At Cognome, we are using LLMs to turn patient notes from chaotic scribbles into powerful tools for clinical decision-making and research. Here’s how:

  • Identifying Sepsis Early: Sepsis is a critical, life-threatening condition. Our Sepsis-LLM scans patient notes in real-time to spot subtle signs of sepsis, assigning probabilities that help clinicians act quickly and potentially save lives.
  • Mapping CPT Codes: Medical coding can be a drag. Enter Autochart-LLM, which automates the process by linking procedures in patient notes to CPT codes, cutting down on tedious admin work and boosting accuracy.
  • Matching Patients to Clinical Trials: Matching patients to trials is tough. Our Clinical Trial Matching model reads patient notes and matches them to trials by aligning the content with trial criteria—speeding up the process and creating new treatment opportunities.

LLM Challenges and how we approach them

That said, LLMs aren’t without their challenges. They require significant computational power to train and deploy, and sometimes they can “hallucinate”—producing inaccurate or biased outputs. Then there’s the critical issue of privacy, especially in healthcare, where patient data must be handled with extreme care.

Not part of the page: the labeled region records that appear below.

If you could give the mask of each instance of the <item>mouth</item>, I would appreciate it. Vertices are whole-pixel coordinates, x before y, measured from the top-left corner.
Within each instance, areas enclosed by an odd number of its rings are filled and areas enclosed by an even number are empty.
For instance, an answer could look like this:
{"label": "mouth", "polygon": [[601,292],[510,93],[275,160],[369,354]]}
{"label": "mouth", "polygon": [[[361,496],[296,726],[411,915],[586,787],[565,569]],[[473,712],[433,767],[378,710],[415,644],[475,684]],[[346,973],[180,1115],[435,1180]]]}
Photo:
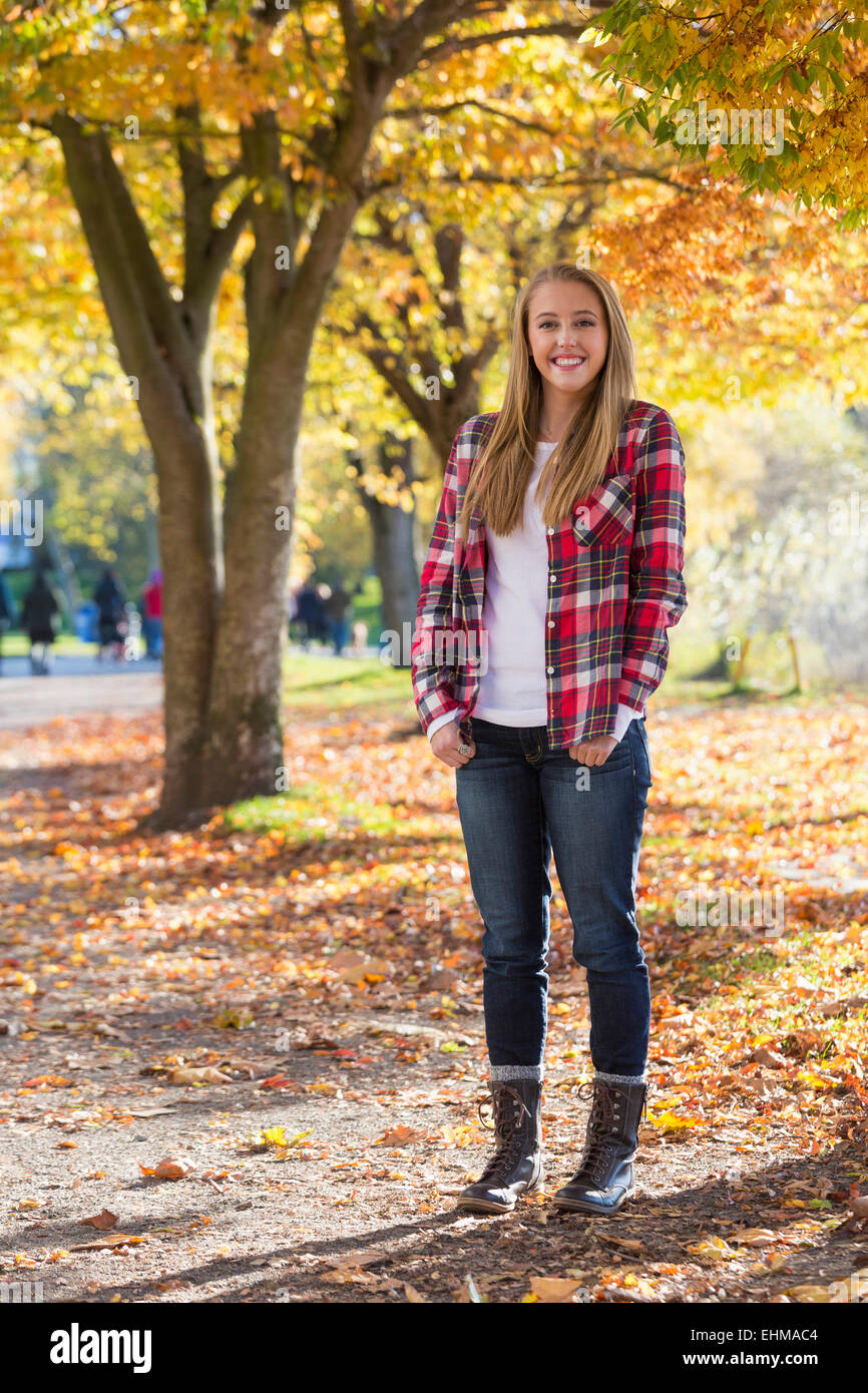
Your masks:
{"label": "mouth", "polygon": [[549,362],[555,368],[560,368],[561,372],[570,372],[571,369],[582,368],[587,361],[588,361],[587,358],[581,358],[577,354],[571,354],[570,357],[567,357],[567,354],[563,354],[559,355],[557,358],[549,358]]}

We’ve developed smart solutions to address these challenges:

  1. Efficient Deployment: We use model compression techniques like distillation and quantization to reduce the computational load, making our LLMs more accessible without compromising performance.
  2. Improving Accuracy: By integrating Retrieval-Augmented Generation (RAG), we enhance LLM outputs with relevant data from external knowledge sources, ensuring more precise and reliable results.
  3. Fine-Tuning on Healthcare Data: Our models are fine-tuned on diverse, healthcare-specific datasets, optimizing their performance and accuracy in clinical settings.
  4. Data Privacy: We prioritize patient privacy with techniques like differential privacy and de-identification using models like ClinicalBERT, ensuring data security while maintaining the ability to train on valuable healthcare data.

In future articles, we’ll dive deeper into each of these solutions, showing how Cognome is tackling the limitations of LLMs and pushing the boundaries of healthcare technology.